Estradiol-Induced MMP-9 Expression via PELP1-Mediated Membrane-Initiated Signaling in ERα-Positive Breast Cancer Cells

Proline-, glutamic acid–, leucine-rich protein 1 (PELP1) is a novel estrogen receptor (ER) coregulator, demonstrated distinctive characters from other ERα coregulators, and has been suggested to be involved in metastasis of several cancers. In ERα-positive breast cancer, PELP1 overexpression enhanced ruffles and filopodium-like structure stimulated by estradiol (E 2 ) through extranuclear cell signaling transduction hereby increased cell motility.
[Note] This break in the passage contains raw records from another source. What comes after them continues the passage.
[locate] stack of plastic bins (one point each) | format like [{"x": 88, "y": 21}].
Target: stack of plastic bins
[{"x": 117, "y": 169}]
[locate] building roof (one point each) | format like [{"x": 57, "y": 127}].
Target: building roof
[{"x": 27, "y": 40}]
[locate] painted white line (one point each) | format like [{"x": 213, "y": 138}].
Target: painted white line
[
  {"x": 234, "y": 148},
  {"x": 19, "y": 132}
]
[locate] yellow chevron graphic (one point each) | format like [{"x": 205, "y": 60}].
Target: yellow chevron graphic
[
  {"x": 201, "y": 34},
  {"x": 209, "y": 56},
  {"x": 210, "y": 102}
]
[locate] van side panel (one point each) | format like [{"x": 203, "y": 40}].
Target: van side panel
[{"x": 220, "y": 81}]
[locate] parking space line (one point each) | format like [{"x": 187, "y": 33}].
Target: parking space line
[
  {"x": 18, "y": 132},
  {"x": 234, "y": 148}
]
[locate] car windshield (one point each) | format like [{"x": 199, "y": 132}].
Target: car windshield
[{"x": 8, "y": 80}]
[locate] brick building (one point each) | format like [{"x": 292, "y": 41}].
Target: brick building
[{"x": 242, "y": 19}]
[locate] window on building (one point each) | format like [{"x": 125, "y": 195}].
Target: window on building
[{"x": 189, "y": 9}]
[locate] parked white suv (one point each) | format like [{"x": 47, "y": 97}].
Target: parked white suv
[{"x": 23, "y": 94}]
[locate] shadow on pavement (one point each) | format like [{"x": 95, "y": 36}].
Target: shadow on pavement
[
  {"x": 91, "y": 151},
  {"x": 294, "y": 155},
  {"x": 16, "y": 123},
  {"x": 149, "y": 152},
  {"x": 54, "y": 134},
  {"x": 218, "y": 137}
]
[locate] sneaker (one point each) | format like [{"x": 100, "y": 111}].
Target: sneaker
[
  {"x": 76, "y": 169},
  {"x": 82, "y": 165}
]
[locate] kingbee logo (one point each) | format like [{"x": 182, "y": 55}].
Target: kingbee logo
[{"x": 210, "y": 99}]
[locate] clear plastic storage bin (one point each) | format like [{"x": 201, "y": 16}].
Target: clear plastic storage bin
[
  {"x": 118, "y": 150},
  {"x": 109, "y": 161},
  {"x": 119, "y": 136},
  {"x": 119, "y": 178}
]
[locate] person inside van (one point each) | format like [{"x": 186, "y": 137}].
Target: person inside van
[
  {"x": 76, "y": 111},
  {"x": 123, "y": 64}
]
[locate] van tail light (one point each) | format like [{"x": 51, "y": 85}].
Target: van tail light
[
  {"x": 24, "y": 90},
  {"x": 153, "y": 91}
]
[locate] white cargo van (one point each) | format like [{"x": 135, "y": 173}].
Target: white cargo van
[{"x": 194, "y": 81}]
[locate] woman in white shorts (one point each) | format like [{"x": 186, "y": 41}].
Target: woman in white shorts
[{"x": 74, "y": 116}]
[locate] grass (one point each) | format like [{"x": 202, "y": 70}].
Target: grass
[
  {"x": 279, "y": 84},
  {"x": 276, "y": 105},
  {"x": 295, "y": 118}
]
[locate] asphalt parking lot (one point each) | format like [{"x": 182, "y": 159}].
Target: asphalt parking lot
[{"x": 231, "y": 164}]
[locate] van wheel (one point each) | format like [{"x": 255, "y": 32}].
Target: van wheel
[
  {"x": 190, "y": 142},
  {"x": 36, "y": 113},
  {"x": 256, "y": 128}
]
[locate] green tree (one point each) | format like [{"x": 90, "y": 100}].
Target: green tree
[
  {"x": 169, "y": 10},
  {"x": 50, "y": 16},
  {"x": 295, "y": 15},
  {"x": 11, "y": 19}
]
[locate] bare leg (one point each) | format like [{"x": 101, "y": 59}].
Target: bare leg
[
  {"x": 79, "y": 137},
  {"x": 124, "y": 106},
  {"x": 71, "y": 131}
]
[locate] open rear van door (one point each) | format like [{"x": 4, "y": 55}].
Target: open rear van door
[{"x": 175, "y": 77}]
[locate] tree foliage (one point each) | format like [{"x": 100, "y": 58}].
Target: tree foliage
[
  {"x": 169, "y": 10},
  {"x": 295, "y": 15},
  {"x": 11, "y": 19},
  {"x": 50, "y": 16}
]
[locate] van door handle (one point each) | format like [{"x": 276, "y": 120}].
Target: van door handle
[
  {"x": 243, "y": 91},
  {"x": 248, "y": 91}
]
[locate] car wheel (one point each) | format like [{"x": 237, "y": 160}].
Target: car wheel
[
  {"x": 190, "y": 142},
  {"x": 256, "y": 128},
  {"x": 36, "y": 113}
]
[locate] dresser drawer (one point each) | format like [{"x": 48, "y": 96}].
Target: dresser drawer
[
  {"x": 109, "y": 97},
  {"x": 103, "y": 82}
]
However, whether PELP1 is also involved in extracellular matrix remodeling of ERα-positive breast cancer cells is still unknown. In this study, we investigated the role of PELP1 in E 2 -induced MMP-9 expression and the underlined mechanism. The results demonstrated the following: E 2 -induced ERα-positive MCF-7 breast cancer cell MMP-9 mRNA and protein expression in a rapid response and concentration-dependent manner. Knocked down PELP1 significantly suppressed E 2 -induced MMP-9 expression. E 2 -bovine serum albumin (BSA), a large molecular membrane-impenetrable conjugate of E 2 , can also upregulate MMP-9 protein expression in MCF-7, and the action of E 2 -BSA can be abolished by PI3K inhibitor LY294002; treating MCF-7 simultaneously with PELP1-shRNA and LY294002 did not show synergetic inhibitory effect on E 2 -BSA-induced MMP-9 expression. Our results indicated that estrogen-induced MMP-9 expression in ER-positive breast cancer cells may be through PELP1-mediated PI3K/Akt signaling pathway.